Okay, I understand this thinking, and that’s why I serve as the conduit between my senior level clients and the hundreds of executive recruiters I have worked with. A good, retained executive recruiter can receive up to fifty unsolicited resumes each day. Place yourself in their shoes. If they were to spend five minutes calling each of those fifty persons, that would almost consume their whole day. In short, they don’t work for the candidate, they work for the client who has engaged them to source top talent based on strict criteria for the job. A relationship with a recruiter should be ongoing and not halted when you find a job. They want to know you, not just when you are contemplating a career move or in career transition, but also when you are having fun and driving success. They can serve, as I do, as a sounding board for your career management and will keep you in mind if you maintain that relationship. That relationship, however, can be frustrating to build. Here are a few tips on how to establish dialogue with executive recruiters:
1. Find the executive recruiter who specializes in your particular function.
Recruiters generally work on geography and industry verticals: supply chain, CPG, marketing, sales, or retail. Their expertise is normally highlighted on the recruiting firm’s website. Only reach out to an executive recruiter who specializes in your field. If you are a finance professional, don’t attempt to connect with a marketing executive recruiter. The optimal approach to get introduced is via someone in your network. Sending mass emails to all the executive recruiters in a firm is not only impersonal and unprofessional but will also go unanswered.
2. Personalize your email.
Don’t use a template; customize your email to each executive recruiter. Firstly, review their LinkedIn profile — there may be some connection that will help you open up a conversation. Perhaps you went to the same school or university, or maybe you were employed at the same company. If so, there is instant synergy and mutual areas to optimize communications. Keep your email reasonably short, to the point, and personalized without any typos. Ask for a time to speak either in-person or over the telephone, but bear in mind, their time is precious.
3. Give them a directive.
Executive recruiters tend to work in niche areas, so you need to be specific in describing what function or geographic area you would like to work. Even be as bold as naming the companies where you would like to work. They are highly networked and this introduction might trigger a further introduction for you. In short, give them your target role, geography, company size and industry vertical.

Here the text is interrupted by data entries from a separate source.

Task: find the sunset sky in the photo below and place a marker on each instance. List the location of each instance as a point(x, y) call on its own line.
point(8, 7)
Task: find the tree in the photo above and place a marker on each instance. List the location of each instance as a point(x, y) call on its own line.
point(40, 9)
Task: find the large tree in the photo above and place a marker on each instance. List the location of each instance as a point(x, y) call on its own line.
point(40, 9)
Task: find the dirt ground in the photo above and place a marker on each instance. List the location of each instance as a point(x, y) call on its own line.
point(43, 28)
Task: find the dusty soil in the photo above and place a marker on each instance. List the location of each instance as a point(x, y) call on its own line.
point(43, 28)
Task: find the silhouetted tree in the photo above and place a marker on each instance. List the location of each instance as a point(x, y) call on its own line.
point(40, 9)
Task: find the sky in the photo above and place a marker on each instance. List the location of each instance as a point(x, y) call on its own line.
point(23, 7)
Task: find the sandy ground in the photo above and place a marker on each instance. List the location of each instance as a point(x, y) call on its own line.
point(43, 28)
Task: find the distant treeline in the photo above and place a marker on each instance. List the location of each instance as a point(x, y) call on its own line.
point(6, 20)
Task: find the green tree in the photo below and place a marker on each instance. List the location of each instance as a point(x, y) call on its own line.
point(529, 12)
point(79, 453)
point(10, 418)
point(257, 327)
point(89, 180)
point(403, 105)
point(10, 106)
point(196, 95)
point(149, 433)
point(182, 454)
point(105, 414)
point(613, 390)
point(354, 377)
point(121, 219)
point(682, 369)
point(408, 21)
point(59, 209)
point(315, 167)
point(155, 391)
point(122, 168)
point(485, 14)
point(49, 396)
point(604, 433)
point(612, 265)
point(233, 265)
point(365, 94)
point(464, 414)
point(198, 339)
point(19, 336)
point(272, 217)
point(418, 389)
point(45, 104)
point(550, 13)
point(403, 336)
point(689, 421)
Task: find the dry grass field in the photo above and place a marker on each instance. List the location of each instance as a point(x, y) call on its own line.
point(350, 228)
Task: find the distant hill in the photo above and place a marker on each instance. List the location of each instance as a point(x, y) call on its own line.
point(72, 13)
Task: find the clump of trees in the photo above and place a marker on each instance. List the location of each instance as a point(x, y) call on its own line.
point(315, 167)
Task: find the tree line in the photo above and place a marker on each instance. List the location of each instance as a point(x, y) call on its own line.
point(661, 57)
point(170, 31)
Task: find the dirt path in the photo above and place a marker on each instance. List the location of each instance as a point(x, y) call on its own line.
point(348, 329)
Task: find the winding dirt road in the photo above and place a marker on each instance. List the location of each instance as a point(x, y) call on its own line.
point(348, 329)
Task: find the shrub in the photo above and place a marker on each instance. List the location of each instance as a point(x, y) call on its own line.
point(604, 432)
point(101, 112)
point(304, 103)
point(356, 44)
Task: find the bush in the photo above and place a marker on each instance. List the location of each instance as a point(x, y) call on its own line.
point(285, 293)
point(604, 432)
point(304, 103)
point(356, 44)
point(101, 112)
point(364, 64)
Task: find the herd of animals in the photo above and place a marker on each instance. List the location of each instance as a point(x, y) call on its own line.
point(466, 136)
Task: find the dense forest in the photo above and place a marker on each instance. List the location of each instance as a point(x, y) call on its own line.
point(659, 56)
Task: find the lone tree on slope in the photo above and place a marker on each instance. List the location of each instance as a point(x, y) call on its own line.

4. Create an updated, performance driven ATS resume.
Yes, they still use resumes extensively. Executive recruiters formulate an impression of you based on the quality and format of this important document, which should max out at three pages. Invest in having a professional resume writer at least review your resume, as they are acutely aware of the format and trends employed today. Also, consider having your resume professionally prepared. The most important thing you need to bear in mind is that your resume needs to meet the strict criteria of the Applicant Tracking System (ATS) so prevalent today. One mistake can count you out of being called for an interview.
5. Send your resume to the work email, not through LinkedIn.
Most executive recruiters prefer your resume to be delivered in an email directly to their work email address. If you have a chance to converse, ask them the preferred format, MS Word or a PDF document.
6. Ask to meet.
This is where candidates air their frustration at me daily. There are only a certain number of hours in a day, and networking time is at a premium for executive recruiters. They get inundated with requests for coffee, lunch, or dinner. Don’t be offended or consider yourself rejected if they turn the offer down.
7. Provide your contact information.
Make it easy for an executive recruiter to find you. In your email, have a signature line highlighting all methods of communication to expedite them contacting you.
8. Don’t expect a job.
It’s a complete fallacy that executive recruiters find you a job. They have a set number of projects and are always working on in partnership with their clients. They source talent, and, through intensive research internally and externally, only contact the candidates that they professionally believe will be best for the client.
Finally, maintain that relationship while you are gainfully employed. An executive recruiter wants to know you when you are actively employed, not only in career transition. Once built, a relationship with an executive recruiter should be nurtured and maintained.